أَنْ تَعْبُدَ اللَّهَ كَأَنَّكَ تَرَاهُ فَإِنْ لَمْ تَكُنْ تَرَاهُ فَإِنَّهُ يَرَاكَ

Terjemahan: Engkau menyembah Allah seolah-olah engkau melihat-Nya, maka jika engkau tidak melihat-Nya, sesungguhnya Dia melihatmu. (HR. Muslim).

Syarah dan Tafsir: Hadits yang merupakan bagian dari Hadits Jibril ini adalah fondasi utama dalam membangun kekhusyukan. Al-Hafiz Ibnu Hajar Al-Asqalani menjelaskan bahwa maqam ihsan ini menuntut seorang hamba untuk menghadirkan pengawasan Allah (muraqabatullah) dalam setiap aktivitas ibadahnya. Dalam konteks shalat, jika seseorang menyadari bahwa Allah sedang menatapnya dengan penuh perhatian, maka rasa malu dan pengagungan akan muncul di dalam hatinya. Hal inilah yang mencegah pikiran untuk berpaling kepada hal-hal di luar shalat.
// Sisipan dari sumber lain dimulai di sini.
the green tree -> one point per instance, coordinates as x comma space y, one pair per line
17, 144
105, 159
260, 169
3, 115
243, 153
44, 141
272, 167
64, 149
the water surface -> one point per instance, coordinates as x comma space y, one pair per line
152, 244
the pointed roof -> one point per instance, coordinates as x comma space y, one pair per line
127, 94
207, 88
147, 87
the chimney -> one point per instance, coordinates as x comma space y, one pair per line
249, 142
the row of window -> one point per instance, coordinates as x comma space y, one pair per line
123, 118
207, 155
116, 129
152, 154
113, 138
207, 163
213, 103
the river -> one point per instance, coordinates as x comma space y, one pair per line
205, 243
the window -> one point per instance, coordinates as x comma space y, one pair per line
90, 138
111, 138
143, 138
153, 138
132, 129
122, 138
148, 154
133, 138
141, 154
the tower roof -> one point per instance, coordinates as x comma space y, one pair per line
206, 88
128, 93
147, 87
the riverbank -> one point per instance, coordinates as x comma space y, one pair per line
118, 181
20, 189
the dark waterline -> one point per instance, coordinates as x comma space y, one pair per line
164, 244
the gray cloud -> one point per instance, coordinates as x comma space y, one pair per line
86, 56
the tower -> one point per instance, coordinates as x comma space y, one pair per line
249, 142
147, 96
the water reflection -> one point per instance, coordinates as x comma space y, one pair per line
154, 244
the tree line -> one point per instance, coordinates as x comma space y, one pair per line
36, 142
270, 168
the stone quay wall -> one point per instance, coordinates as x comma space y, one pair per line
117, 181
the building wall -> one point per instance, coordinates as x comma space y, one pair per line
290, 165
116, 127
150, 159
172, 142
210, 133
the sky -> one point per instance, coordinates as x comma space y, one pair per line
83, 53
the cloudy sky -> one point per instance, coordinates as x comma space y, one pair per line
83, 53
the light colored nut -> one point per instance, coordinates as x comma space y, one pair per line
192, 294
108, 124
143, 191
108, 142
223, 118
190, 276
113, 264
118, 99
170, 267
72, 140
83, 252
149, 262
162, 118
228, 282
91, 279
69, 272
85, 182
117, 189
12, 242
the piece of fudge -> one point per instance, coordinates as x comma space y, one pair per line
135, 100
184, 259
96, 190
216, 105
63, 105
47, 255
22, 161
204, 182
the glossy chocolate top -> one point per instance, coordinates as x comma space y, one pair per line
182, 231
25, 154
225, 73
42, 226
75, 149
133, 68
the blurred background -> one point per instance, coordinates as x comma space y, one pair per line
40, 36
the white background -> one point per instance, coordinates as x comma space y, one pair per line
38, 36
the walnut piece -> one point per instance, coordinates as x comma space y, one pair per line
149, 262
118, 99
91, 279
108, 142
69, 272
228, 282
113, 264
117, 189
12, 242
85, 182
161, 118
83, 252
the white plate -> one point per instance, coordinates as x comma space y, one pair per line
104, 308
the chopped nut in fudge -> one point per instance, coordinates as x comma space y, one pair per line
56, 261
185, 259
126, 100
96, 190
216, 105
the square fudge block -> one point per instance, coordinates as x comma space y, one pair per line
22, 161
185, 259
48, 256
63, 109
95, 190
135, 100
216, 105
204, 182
Inilah puncak dari kenikmatan ibadah, di mana seorang hamba merasa begitu dekat dengan Tuhannya.

Secara teknis fiqih, khusyu juga sangat berkaitan erat dengan thuma'ninah, yaitu diam sejenak di antara dua gerakan shalat. Banyak orang kehilangan khusyu karena mereka melakukan shalat dengan tergesa-gesa, seperti burung gagak yang mematuk makanan. Rasulullah SAW sangat menekankan pentingnya thuma'ninah sebagai syarat sahnya shalat, sebagaimana yang beliau ajarkan kepada orang yang salah dalam shalatnya (al-musi'u shalatahu).